Nick Montgomery on Canada’s denial of the ‘colonial’ and ‘settler’ tags

International Development

The more I come to Canada, the more I hear and sympathize with the plight of the First Nations. The hypocrisy is palpable both in Canada’s international development practices and right here within its borders. Denying its colonial past practices doesn’t rewrite the history of this country with a golden brush. Rather, it paints a grim and uncertain future, built on lies. It was a pleasure reading Nick Montgomery’s open letter to respected author, Rex Murphy’s piece in Canada’s National Post:

Just as we feel the wrongness of colonialism in our gut, we can feel the emptiness of settler ways of life.  This isn’t just about “mentalities,” as you suggest, although the way we think is certainly part of it.  It’s most concretely about how we relate to each other and the land that sustains us whether we recognize it or not.  Settler colonialism has produced a world where our food is industrialized and grown with chemicals, our political system is rigidly bureaucratic and exclusive, our culture promotes objectification and normalizes rape, our economic system is premised on exploitation and unending growth, our divisions of labour are racist and patriarchal, almost all forests and ecosystems have been pillaged and degraded, and our everyday lives are increasingly mediated through bureaucracies and commodities.  This is not to say that indigenous people are somehow outside these ways of life; however, they have consistently resisted our attempts at assimilation and resource exploitation.  They have maintained and revitalized their own ways of life, and have refused to be incorporated into the fold of settler colonialism.  Elsipogtog is only the latest conflict in a centuries-long struggle.

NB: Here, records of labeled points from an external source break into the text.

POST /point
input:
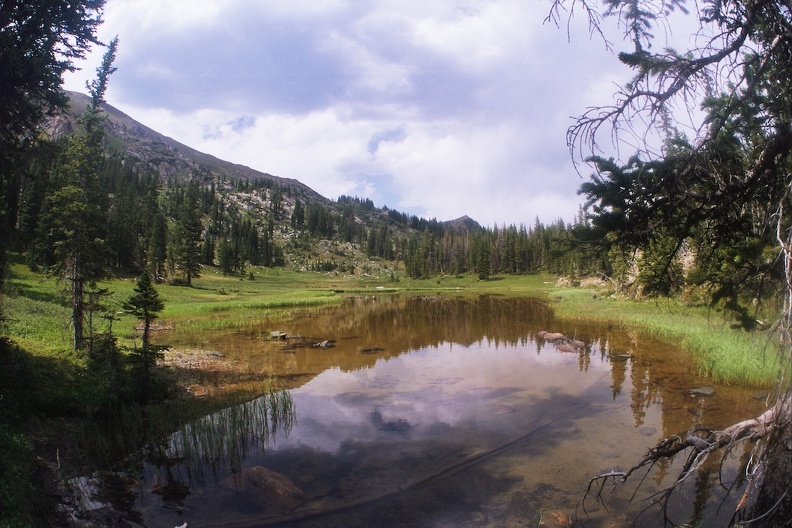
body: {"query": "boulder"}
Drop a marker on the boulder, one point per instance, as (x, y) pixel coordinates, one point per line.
(554, 336)
(275, 486)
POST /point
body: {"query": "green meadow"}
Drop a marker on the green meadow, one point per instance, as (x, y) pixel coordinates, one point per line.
(42, 378)
(38, 315)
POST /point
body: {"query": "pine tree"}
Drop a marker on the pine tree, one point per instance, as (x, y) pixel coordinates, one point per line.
(76, 212)
(146, 305)
(187, 247)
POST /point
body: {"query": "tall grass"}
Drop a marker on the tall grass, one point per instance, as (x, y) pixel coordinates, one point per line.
(721, 353)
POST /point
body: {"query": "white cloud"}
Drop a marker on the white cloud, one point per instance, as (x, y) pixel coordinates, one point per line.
(436, 108)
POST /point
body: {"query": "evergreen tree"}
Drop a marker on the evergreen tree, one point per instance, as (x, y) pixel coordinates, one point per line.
(728, 187)
(77, 217)
(146, 305)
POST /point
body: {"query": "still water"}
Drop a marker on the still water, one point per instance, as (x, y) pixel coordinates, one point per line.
(443, 412)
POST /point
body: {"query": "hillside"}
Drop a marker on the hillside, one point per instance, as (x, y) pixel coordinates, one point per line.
(300, 228)
(163, 155)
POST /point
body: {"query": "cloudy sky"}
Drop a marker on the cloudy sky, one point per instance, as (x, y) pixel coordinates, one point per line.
(435, 108)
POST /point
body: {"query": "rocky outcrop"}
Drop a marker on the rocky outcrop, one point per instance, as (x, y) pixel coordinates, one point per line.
(562, 342)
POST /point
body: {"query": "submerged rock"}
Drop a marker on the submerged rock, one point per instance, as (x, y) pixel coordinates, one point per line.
(702, 391)
(275, 486)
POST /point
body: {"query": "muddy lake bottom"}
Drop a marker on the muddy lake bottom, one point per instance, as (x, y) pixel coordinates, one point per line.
(440, 412)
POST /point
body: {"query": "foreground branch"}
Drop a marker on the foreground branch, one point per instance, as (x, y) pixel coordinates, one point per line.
(700, 444)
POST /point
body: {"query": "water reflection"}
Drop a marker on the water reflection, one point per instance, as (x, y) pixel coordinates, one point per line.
(440, 412)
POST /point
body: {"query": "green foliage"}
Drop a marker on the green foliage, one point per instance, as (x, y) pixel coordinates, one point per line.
(19, 497)
(145, 304)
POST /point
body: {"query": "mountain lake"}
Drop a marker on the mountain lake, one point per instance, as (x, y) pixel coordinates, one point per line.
(437, 412)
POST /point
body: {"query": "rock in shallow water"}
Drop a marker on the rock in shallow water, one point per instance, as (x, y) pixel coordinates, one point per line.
(275, 486)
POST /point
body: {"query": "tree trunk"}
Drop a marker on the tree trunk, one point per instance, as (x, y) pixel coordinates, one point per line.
(77, 312)
(773, 506)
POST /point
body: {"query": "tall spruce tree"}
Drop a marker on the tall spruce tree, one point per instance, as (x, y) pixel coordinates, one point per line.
(77, 217)
(39, 42)
(146, 305)
(187, 247)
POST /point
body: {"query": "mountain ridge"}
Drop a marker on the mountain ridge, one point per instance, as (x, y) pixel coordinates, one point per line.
(171, 158)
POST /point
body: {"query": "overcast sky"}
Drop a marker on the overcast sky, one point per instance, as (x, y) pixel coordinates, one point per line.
(435, 108)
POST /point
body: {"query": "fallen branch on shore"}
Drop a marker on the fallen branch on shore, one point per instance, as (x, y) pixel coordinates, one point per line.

via Dear Rex: Colonialism exists, and you’re it. | cultivating alternatives.

The ghost in your closest is always the hardest one to exorcize. If you pretend it isn’t there long enough, it’ll go away on its own. A quick browse on the 3200+ comments on Rex Murphy’s original post to see how deep the discourse is Indigenous Rights, led me instead to a melange of spats on the misinformed science of fracking. Way to go Canada, way to go.